On a Bipolar Boat with No Paddle
I’ve been meditating three times a day for the last two weeks and I still can’t find inner peace. It’s my own fault really. I bit off more than I can chew. My cousin asked me to take care of her little boy and I foolishly agreed. I thought it would be as easy as taking care of my girls. But I forgot that’s not so easy some days. I thought that with my bipolar disorder under control that I would be able to control any stress that came my way.
Oh, well, you live and you learn.
It was just too hard dealing with another little one. My child and her child didn’t get along. There was a competition thing going between the two. And try as I might, there was nothing that worked. Naughty time out and taking away of privileges just didn’t work. So, I had to give up. And, damn, how I hate to give up!
It sinks my self esteem into an all time low.
I wanted so much to be able to do this for my cousin, but I just couldn’t. I wasn’t able to cope with the situation. What am I going to do when I have to take a lot of hours at school? Will I throw my hands up then too?
I stopped seeing my therapist that was supposed to be helping me with my stress issues. She didn’t really help. I needed talk therapy and instead of me talking, she wanted to talk. I have another therapy date scheduled with a different therapist. Hopefully she’ll point me in the right direction and I’ll be able to resolve my stress issues.
I tried meditating, but it just stopped working for me.
My mind won’t stop talking. I can’t focus. I just feel all over the place right now. Maybe it’s because it’s spring and my mania wants to pop out. I’m having sleeping issues, too. The sleep specialist gave up on me unless I took an antidepressant. I tried to explain that my mania is prevalent this time of year, but she had no other ideas that would help me.
Sometimes I feel like I’m on the path to nowhere. Too many issues need to be resolved. Then I remember to be positive and I think that something will open up for me. I just need to have faith that everything will work out. Faith. It’s what’s for dinner.
APA Reference
Fender, C.
(2010, May 3). On a Bipolar Boat with No Paddle, HealthyPlace. Retrieved
on 2024, November 21 from https://www.healthyplace.com/blogs/bipolarvida/2010/05/on-a-bipolar-boat-with-no-paddle
Author: Cristina Fender
A few things and i am by no means a meditation teacher, just a fellow on perhaps the same way ( i have some form of pd, am depressive at times, sometimes for long periods )
What style of meditation do you practice?
There are many styles and not all of them are equal, it may be beneficial to do shamatha, with focus (literal) on an object such as a pebble or piece of blue tack stuck to the wall, this way you can lock your eyes onto the object and keep them there, check if your eyes dart away and refocus them on object) there are numerous guides on the net. In this way can let the mind alone, thoughts be thoughts, the physical aspects are as important if more then the mental activity.
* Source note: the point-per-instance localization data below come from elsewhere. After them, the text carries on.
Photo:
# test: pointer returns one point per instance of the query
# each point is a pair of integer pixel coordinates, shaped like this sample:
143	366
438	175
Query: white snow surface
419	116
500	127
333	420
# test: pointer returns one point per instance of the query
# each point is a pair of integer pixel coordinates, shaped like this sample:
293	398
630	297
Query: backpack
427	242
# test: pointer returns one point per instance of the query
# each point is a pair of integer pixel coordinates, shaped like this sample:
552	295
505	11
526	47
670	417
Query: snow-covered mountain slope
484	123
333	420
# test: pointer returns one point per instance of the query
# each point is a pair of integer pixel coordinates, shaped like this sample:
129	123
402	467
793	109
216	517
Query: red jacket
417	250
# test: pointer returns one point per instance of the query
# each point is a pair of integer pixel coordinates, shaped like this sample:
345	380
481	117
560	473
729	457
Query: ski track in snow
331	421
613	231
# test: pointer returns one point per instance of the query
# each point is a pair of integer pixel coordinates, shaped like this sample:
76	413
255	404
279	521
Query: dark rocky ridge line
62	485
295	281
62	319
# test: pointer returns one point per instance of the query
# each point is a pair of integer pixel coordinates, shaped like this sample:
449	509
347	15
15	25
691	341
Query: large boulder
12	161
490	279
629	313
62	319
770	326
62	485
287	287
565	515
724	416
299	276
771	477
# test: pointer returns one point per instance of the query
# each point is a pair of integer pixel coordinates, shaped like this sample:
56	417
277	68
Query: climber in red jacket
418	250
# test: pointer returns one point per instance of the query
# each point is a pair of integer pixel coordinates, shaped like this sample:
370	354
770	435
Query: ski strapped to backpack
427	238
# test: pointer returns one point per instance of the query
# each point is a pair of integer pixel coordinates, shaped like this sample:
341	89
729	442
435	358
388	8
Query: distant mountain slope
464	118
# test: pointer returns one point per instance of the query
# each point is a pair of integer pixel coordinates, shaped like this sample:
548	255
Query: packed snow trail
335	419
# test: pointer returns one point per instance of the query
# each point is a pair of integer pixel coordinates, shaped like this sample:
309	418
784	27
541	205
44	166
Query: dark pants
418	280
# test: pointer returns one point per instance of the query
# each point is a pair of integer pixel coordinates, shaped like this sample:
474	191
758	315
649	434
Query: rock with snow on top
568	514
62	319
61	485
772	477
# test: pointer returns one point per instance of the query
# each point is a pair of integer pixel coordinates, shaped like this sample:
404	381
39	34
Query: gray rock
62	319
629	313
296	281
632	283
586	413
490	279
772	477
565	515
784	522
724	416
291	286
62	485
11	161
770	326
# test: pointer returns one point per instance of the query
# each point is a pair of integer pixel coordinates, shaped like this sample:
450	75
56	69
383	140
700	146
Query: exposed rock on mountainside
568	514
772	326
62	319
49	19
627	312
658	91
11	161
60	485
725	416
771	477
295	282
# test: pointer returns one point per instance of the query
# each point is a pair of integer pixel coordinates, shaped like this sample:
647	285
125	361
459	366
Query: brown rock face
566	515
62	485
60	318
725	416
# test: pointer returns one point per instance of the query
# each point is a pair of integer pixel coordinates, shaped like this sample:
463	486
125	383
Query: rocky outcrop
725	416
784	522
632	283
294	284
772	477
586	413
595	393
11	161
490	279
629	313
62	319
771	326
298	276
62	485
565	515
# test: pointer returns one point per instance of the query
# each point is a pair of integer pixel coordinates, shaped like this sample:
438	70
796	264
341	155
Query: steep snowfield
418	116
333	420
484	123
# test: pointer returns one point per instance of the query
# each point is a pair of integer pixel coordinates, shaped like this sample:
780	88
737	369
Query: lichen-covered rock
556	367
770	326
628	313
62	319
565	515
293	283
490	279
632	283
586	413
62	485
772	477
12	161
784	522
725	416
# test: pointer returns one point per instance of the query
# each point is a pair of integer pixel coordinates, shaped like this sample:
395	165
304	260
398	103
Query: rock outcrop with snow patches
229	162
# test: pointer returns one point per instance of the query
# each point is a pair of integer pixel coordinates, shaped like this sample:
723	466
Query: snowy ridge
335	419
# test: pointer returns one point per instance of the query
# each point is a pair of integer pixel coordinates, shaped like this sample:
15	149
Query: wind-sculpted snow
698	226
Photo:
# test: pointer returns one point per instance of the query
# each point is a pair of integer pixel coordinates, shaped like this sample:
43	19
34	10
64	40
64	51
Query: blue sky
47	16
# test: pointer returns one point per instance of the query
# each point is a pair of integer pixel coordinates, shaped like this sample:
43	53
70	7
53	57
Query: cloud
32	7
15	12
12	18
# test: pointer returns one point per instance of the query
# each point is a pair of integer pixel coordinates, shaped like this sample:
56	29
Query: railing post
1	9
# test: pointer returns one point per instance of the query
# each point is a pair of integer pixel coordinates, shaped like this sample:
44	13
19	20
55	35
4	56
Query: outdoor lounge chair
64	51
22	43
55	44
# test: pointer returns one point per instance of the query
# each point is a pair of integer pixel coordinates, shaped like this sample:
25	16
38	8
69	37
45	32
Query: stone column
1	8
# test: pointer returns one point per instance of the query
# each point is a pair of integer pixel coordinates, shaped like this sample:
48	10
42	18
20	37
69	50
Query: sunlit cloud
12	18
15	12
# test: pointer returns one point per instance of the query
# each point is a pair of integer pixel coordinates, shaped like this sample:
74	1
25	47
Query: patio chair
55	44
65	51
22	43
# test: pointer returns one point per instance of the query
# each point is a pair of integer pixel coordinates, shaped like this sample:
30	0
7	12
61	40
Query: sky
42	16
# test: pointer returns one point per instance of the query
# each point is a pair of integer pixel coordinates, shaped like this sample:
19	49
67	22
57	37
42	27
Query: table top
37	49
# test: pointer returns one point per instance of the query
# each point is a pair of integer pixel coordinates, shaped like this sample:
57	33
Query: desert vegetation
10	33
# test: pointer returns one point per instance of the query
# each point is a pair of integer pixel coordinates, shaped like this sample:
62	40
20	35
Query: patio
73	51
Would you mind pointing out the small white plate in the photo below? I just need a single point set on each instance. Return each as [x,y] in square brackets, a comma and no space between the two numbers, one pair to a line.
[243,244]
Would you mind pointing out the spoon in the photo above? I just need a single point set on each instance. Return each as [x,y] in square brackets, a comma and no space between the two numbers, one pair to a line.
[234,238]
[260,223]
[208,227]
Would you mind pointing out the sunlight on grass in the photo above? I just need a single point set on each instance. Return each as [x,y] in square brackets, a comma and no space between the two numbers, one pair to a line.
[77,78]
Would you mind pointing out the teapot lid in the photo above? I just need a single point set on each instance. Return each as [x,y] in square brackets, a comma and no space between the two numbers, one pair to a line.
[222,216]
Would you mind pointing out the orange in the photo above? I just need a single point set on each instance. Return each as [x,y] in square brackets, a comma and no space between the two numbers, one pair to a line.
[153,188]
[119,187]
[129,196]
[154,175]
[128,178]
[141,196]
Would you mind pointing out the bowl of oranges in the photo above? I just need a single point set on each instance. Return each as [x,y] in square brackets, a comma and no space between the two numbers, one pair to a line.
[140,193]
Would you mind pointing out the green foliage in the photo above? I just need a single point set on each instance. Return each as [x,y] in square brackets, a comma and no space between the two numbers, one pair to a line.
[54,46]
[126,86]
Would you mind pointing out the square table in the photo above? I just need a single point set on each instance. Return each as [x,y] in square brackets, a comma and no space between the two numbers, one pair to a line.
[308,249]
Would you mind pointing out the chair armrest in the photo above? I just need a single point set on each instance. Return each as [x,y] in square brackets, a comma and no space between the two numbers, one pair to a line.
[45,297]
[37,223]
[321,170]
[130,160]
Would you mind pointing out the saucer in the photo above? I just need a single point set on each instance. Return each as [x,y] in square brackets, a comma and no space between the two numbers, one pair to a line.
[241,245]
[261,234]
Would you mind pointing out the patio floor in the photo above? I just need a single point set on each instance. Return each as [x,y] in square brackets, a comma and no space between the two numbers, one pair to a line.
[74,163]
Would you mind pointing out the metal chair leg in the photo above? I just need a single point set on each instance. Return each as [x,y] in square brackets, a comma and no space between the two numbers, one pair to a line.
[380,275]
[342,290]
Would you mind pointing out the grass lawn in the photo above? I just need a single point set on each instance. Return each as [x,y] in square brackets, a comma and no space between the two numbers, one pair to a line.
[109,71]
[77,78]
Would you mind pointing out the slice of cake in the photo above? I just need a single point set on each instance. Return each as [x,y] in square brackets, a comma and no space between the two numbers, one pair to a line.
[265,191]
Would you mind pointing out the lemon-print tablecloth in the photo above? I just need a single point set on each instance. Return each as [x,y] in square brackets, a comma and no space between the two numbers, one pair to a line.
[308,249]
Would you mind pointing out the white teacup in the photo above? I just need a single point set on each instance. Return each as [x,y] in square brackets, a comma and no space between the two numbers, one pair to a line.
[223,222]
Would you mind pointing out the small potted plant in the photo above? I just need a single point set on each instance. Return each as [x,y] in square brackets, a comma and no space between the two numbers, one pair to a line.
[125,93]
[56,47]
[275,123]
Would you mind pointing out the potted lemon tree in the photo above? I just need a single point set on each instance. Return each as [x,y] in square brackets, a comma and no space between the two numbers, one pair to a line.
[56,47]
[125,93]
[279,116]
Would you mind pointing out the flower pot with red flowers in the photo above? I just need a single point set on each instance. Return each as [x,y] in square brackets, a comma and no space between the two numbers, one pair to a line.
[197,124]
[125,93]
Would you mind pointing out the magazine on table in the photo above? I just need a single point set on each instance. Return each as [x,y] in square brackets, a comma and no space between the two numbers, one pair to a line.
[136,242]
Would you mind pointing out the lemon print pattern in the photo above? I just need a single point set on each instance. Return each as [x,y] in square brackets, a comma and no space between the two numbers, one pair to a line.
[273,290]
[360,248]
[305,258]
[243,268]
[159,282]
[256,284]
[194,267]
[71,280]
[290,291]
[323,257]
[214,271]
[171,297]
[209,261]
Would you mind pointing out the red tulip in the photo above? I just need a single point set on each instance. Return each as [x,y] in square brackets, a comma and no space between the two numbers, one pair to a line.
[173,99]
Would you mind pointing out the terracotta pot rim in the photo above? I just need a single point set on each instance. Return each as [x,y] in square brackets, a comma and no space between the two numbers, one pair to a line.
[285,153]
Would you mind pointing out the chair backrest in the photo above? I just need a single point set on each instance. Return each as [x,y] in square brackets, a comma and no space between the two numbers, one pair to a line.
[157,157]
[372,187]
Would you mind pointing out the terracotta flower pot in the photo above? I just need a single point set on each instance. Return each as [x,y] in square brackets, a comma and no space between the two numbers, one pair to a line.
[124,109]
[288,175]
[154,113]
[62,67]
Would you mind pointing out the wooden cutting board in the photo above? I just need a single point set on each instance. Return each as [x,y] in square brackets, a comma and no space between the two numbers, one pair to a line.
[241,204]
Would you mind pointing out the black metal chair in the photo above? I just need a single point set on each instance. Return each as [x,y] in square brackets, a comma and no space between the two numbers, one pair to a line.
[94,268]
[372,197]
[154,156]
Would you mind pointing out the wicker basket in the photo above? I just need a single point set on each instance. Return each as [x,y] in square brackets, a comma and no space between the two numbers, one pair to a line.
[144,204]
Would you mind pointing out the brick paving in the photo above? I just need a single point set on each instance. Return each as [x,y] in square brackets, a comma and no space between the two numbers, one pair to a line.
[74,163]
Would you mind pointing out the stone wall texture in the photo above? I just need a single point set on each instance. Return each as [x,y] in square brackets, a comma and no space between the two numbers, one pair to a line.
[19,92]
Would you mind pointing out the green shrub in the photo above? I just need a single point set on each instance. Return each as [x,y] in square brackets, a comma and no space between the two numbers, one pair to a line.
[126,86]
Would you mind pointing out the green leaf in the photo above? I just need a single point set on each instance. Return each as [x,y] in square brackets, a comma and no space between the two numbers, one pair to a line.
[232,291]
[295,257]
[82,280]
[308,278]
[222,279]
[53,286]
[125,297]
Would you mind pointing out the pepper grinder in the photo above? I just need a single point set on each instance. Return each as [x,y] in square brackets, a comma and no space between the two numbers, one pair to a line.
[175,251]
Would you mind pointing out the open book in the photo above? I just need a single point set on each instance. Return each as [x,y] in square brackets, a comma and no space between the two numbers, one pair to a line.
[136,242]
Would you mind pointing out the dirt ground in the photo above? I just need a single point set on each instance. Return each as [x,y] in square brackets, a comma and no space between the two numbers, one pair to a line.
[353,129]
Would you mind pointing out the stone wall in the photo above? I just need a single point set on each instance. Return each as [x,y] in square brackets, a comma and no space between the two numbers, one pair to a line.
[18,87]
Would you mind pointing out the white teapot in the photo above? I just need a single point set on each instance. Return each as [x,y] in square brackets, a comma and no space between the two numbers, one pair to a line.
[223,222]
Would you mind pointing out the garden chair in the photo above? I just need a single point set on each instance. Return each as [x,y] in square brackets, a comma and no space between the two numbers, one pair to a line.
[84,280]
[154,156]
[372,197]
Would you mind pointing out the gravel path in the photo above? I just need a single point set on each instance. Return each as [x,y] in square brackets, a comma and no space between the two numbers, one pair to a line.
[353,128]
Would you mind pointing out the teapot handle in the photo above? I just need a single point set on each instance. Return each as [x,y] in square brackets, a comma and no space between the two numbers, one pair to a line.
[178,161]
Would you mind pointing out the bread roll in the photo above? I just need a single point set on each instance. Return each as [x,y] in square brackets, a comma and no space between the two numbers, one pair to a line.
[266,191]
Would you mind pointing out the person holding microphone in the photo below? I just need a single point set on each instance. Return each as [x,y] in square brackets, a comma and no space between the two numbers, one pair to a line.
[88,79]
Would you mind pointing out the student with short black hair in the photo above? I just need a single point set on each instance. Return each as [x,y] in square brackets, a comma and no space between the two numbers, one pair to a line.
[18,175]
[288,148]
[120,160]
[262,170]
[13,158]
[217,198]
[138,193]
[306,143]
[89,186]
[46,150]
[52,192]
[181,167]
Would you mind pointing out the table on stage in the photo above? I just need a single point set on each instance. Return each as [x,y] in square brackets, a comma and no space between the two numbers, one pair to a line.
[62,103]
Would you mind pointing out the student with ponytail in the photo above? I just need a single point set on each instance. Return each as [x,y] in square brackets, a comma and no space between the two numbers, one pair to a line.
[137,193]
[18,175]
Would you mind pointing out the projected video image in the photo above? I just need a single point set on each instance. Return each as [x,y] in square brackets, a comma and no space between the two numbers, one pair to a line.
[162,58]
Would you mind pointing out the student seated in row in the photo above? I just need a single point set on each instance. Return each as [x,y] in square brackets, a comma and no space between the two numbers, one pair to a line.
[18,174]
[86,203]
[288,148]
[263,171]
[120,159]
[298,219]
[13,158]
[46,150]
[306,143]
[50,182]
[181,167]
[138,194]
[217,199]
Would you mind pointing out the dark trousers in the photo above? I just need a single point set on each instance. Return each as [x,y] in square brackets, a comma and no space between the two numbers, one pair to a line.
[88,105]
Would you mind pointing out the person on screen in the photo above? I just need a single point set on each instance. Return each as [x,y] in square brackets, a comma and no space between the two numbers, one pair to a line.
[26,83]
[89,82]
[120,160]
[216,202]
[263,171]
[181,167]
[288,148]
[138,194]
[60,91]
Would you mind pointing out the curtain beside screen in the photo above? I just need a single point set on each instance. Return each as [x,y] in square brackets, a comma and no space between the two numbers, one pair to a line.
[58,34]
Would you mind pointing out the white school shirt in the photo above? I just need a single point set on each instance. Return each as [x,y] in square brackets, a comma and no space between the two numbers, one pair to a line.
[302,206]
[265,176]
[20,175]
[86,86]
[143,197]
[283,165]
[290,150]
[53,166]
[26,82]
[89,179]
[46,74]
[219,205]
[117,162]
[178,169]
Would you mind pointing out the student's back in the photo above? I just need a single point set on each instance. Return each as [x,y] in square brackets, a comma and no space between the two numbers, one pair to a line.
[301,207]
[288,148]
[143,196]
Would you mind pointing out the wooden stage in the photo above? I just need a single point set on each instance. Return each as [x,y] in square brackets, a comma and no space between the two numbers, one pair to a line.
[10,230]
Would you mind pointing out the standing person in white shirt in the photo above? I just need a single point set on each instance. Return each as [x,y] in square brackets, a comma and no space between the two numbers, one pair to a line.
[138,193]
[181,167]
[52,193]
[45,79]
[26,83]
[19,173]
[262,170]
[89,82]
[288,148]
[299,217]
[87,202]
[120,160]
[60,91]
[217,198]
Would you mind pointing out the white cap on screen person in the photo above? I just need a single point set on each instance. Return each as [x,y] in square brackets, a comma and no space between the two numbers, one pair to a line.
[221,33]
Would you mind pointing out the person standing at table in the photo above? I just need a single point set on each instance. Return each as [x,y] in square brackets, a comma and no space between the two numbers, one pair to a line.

Are you sitting? Do you have a straight spine? It is said by many that this can be most important of all.
Do you have a meditation teacher? Teachers are practically a necessity.
How long are your meditation sessions? Too long can be too much, three times a day sounds like a lot, suddenly doing long periods of meditation can result in a kind of psychic shock, perhaps less maybe 30 minutes a day or two sessions one in morning and at night.
Meditation often brings up issues, sometimes the sign that it is working is that things may appear to get worse, as one becomes aware of underlying issues. In the same way when one is locating a wound by feel to touch the area it can hurt but we have found what we need to address.
hope this helps
Ryoken,
I like mental imagery the best. It sends me into a faraway land and I like that.
Thanks for the tips.
Cristina
Don't be to hard on yourself either. I get that way once in a while. When I cycle (ride my bike) or run, I use a cadence type of breathing like deep breathing with a drumish back tone to keep concentrating. While running, I just stop sometimes so this breathing works in some ways. So does just listening to my foot steps alone. I continue breathing (important) and the inner dialog tapers off a little. A friend suggested humming. I understand some days it will be just difficult all the way around. Be well. Hang in there.